Like their counterparts around the globe, CEOs in Central and Eastern Europe need to be attuned to issues of digital trust as the world becomes more interconnected and ever larger quantities of customers’ and counterparties’ data end up in companies’ hands.
And businesses are putting more effort into leveraging that data to improve their performance. In our conversations with clients in the region, we have been noticing a shift in priorities in the way they use technology.
In the past, companies mostly asked what technology could do to make them more efficient, while today they’re focusing their efforts on how it can help them acquire new clients and sell more to current ones. That shift is helping to place issues of digital trust at the top of the CEO agenda.
Fortunately, the region’s rapid technological advance over the past 20 years – the process of “leapfrogging” over older technologies that constitute legacy systems in more advanced economies – may be bolstering digital trust.
Take banking as an example. While consumers in the West have decades of experience with brick-and-mortar branches and need to be persuaded to trust online access, many of their CEE counterparts don’t need any convincing: online is the only kind of banking they’ve ever known. In a region where face-to-face trust is often in short supply, CEOs need to explore how they can leverage their online credibility with customers.
Meanwhile, business leaders in the region seem remarkably sanguine about the danger from cyber threats. Just 46% of CEOs said they were “somewhat concerned” or “extremely concerned” about this issue – the lowest percentage on a list of 10 threats. We believe this number is set to grow in the coming years, moving closer to the global figure of 61%.

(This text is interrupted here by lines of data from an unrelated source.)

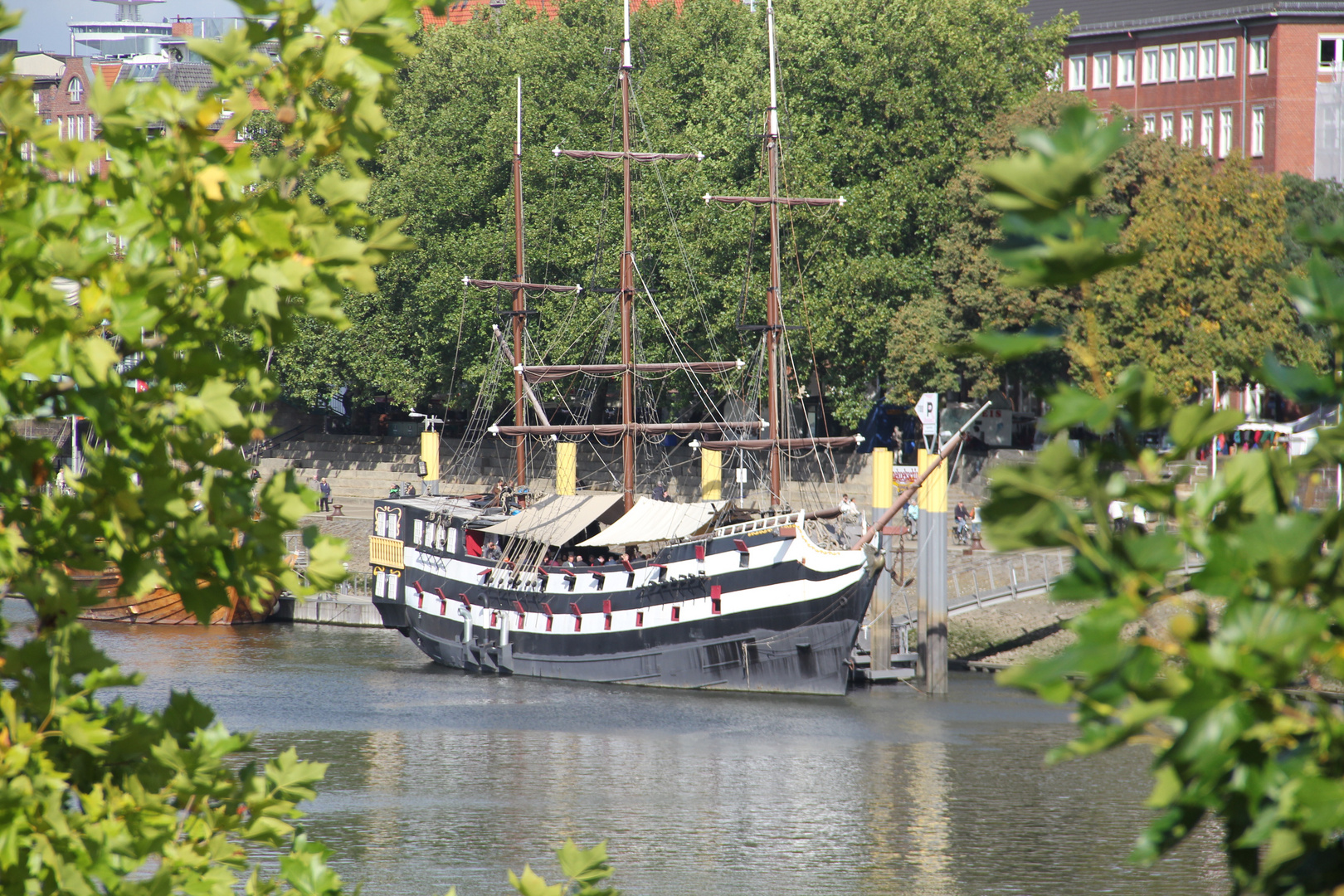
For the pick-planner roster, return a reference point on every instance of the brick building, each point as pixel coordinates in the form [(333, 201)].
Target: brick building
[(1265, 80)]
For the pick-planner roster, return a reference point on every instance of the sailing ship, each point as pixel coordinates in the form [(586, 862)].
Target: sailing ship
[(724, 602)]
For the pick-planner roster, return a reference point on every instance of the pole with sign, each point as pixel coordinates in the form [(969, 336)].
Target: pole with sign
[(926, 409)]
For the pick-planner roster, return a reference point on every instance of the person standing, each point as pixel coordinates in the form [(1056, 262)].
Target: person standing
[(1116, 511)]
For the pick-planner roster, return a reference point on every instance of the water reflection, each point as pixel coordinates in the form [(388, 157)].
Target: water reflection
[(442, 779)]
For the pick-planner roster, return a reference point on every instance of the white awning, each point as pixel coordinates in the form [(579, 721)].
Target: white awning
[(654, 520), (558, 518)]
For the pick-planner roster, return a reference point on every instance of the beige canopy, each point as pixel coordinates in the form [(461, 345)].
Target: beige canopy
[(558, 518), (652, 520)]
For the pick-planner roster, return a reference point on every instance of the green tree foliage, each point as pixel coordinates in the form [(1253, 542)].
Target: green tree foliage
[(882, 100), (1211, 289), (136, 277), (1309, 204), (1160, 188), (969, 293), (1203, 670)]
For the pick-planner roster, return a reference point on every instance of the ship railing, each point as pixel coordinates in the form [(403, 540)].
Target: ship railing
[(757, 525)]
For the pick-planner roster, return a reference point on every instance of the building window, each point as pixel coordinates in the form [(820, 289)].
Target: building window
[(1259, 62), (1101, 71), (1079, 73), (1188, 60), (1170, 63), (1209, 60), (1331, 52), (1151, 65), (1125, 71)]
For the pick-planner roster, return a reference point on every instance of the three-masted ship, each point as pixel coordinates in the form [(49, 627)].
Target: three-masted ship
[(753, 605)]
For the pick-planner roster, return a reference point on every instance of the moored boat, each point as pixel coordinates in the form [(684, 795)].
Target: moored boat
[(730, 603)]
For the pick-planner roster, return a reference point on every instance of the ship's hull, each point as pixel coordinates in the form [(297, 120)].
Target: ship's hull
[(784, 622)]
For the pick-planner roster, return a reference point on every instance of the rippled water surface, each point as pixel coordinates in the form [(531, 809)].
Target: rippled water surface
[(438, 778)]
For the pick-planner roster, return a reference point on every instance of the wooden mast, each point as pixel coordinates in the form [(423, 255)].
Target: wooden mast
[(626, 275), (773, 310), (774, 306), (519, 295)]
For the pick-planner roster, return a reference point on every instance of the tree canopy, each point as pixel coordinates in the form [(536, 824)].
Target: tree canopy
[(880, 102), (1211, 293)]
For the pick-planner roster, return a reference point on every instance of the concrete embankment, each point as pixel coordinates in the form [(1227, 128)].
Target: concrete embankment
[(329, 609)]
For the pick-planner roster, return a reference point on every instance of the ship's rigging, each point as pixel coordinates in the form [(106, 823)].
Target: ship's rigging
[(771, 431)]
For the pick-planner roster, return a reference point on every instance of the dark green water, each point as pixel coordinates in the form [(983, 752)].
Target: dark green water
[(438, 778)]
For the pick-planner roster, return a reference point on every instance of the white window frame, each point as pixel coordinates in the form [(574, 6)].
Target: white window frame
[(1079, 73), (1339, 51), (1257, 60), (1227, 58), (1152, 65), (1170, 62), (1188, 61), (1101, 71), (1125, 71), (1209, 60)]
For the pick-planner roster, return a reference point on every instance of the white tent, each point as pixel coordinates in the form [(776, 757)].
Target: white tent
[(558, 518), (652, 520)]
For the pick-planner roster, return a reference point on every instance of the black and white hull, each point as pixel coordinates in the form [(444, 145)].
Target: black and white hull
[(739, 609)]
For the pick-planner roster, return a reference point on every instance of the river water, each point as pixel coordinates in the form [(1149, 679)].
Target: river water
[(438, 778)]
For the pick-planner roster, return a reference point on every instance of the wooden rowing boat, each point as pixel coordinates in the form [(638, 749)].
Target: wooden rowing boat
[(160, 606)]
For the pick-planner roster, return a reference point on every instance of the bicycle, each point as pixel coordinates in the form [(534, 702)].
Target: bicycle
[(962, 533)]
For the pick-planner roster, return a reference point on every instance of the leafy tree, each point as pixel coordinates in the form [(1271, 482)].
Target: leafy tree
[(1308, 203), (1205, 670), (969, 293), (882, 100), (1210, 292), (102, 796)]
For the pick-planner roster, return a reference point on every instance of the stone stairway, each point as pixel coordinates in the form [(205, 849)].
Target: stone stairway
[(359, 469)]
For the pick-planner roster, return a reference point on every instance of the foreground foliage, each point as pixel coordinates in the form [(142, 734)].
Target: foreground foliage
[(114, 293), (1216, 672)]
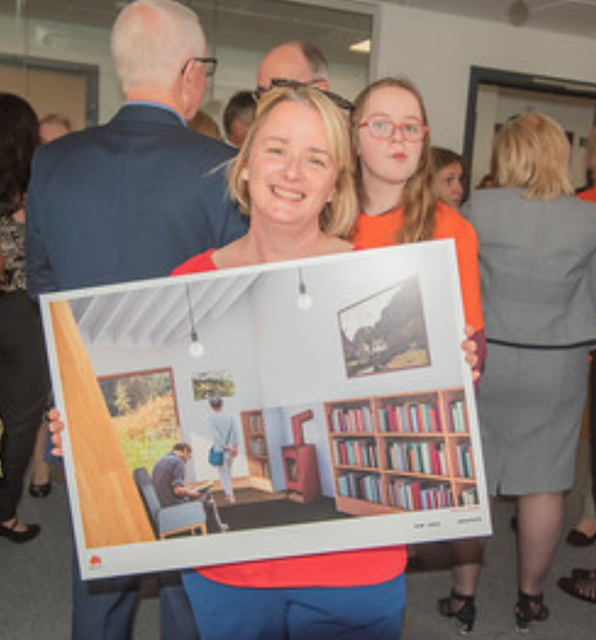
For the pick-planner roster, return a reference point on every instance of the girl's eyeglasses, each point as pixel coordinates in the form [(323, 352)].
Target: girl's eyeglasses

For now, the low number may be a function of company size: Since hackers can attack companies anywhere in the world, it makes economic sense for them to go after the biggest, richest targets. As companies in the region grow, they will become increasingly attractive targets.
Trust between companies and regulators is also crucial, and the case of LinkedIn in Russia illustrates how countries are becoming more focused on developing and enforcing local rules on data storage and data protection.
A Moscow court ordered that the business-oriented social networking site be blocked throughout Russia, after finding it violated a requirement to store the personal data of Russian citizens on servers inside the country, and had collected the data of unregistered users without legitimate grounds1. As governments step into the area of digital trust in an attempt to protect their citizens and the interests of the state, further such cases are bound to arise, making it crucial for CEOs to understand developments in this area and monitor compliance.
Trust and cooperation among various spheres will also be key to unlocking the region’s potential for innovation. Central and Eastern Europe has a long, proud tradition of technical education, and CEE is a popular destination for multinationals to outsource research and development. Where the region still needs to improve is in converting all that knowledge into homegrown companies.
The ability to innovate will become key for the region as its advantage on labour costs is steadily eroded by rising wages. This was reflected in the survey: CEOs selected innovation as the top area to strengthen in order to capitalise on new opportunities, followed by digital and technological capabilities and human capital, as stated above
The challenge for CEE policymakers and business leaders is to create a truly integrated ecosystem for tech development. At the moment, the region has all the pieces of the puzzle: academia, research, a vibrant startup scene and established businesses. What’s missing is the integration of all of these elements.
Smart CEOs (and other leaders) will look for ways to break down the silo mentality that keeps different elements of the ecosystem from working together effectively.